An der Werkbank: Aljoscha Langel (Carl Grimm, von links), Hegen Oechel (Ferdinand), Jakob Benkhofer (Jacob), Marius Bistritzky (Ludwig Emil) und Katharina Brehl (Lotte) mit ihren Puppen. © Katrin Ribbe

In einem bunten, lustigen und informativen Abend erzählt das Theaterstück „Grimm. Ein deutsches Märchen“ von Jan-Christoph Gockel und David Schliesing von den Märchensammlern und ihrer Familie.

Kassel – Jacob und Wilhelm Grimm sind Schneeweißchen und Rosenrot der deutschen Wissenschaft. Zurückhaltend und gern für sich der eine, lebendig und draußen Eindrücke aufnehmend der andere – aber am liebsten sich an den Händen haltend, ganz eng in ihrer Zweisamkeit. Jan-Christoph Gockel inszeniert den Theaterabend „Grimm. Ein deutsches Märchen“, der in Mainz jahrelang mit Erfolg lief. Am Samstag feierte eine adaptierte Fassung am Kasseler Staatstheater eine bejubelte Premiere. Slapstick, historische Erklärtexte, Märchen und witzige Exkurse auf der Metaebene rauschen darin rasant ineinander. Zusätzlich haben die sieben Darsteller je eine Handpuppe oder Marionette, die so aussieht wie sie. Das erweitert das Spiel mit den Erzählebenen noch.
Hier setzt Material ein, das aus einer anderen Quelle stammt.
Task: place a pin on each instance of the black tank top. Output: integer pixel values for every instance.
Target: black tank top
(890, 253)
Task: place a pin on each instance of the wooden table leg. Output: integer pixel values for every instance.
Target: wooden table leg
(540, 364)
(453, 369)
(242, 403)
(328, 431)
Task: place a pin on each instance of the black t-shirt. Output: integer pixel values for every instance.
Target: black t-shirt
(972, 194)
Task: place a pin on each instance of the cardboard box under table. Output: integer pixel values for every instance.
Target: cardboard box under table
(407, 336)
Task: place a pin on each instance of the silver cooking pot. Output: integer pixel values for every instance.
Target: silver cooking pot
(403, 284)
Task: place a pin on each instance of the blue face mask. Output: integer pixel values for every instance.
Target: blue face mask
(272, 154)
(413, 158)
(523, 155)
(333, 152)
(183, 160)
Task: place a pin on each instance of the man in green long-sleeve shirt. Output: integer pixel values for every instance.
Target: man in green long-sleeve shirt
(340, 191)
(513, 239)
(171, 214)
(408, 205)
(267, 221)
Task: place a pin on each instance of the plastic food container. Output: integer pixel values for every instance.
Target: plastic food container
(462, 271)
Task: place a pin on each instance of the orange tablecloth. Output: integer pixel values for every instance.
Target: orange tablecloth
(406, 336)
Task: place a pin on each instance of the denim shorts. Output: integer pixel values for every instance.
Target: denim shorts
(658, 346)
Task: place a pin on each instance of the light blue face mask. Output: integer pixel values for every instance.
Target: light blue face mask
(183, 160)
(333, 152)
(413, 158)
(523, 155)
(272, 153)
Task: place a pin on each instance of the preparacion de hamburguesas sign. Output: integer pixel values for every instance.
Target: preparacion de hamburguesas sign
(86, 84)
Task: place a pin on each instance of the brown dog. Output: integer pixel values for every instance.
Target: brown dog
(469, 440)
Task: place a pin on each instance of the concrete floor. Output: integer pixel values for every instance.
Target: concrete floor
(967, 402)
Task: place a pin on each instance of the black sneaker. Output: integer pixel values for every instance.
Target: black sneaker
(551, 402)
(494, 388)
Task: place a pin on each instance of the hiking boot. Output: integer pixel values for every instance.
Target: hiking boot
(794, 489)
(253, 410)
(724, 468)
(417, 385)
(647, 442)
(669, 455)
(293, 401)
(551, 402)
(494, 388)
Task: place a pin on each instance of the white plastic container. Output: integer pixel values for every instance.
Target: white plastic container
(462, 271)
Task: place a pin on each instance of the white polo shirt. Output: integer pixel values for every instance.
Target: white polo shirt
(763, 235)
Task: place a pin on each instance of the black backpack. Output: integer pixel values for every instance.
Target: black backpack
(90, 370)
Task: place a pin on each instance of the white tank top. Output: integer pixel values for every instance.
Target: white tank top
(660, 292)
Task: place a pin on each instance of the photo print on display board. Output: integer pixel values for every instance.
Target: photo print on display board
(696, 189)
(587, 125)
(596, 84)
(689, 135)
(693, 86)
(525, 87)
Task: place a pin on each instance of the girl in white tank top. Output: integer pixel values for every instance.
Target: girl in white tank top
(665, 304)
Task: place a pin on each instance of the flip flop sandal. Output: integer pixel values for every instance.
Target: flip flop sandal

Ganz bezaubernd sind diese Figuren, die Michael Pietsch gestaltet hat – charakterstarke Gesichtlein, viel Ausstrahlung. Mutter Dorothea Grimm und ihre Kinder Jacob, Wilhelm, Ludwig Emil, Carl, Ferdinand und Lotte erzählen einander Geschichten. Die Schauspieler verweben das Märchengeschehen mit der Familiengeschichte – Armut, Charaktereigenschaften der Kinder, gesellschaftliche Gesamtlage. Das ist super gemacht, ein Perspektivwechsel, der viele Erkenntnisse bereithält. „Mama, wir wollen Märchensammler werden“, postulieren die beiden Brüder, und die ganze Familie richtet auf einer Werkbank eine Märchenwerkstatt ein.

Dass es ein langer Prozess war, den verkaufsfördernden und ins Weltbild der Romantik passenden Märchenton zu finden, führt Marius Bistritzky alias Ludwig Emil Grimm vor: „Geschmackspolizei hier!“ Es wird gezeigt, wie die Romantiker nach der Volksseele gesucht haben, und dass ihre Veröffentlichungen dennoch nicht unverblümte Notate dessen sind, was alles Grausiges an den Kaminfeuern im Lande erzählt wird. Jacob und Wilhelm haben die Märchen vielmehr aufgehübscht. Vielleicht so, wie sich das Bürgertum die deutsche Volkserzählung vorstellt. Dazu Ludwig Emil: „Ich möchte kein Spielverderber sein, aber diesen Nationalgedanken finde ich irgendwie komisch.“ Exzerpte über die Romantik, über die literarische und politische Großwetterlage um 1800 und auch über Kassel unter französischer Besatzung fließen ins Bühnengeschehen ein.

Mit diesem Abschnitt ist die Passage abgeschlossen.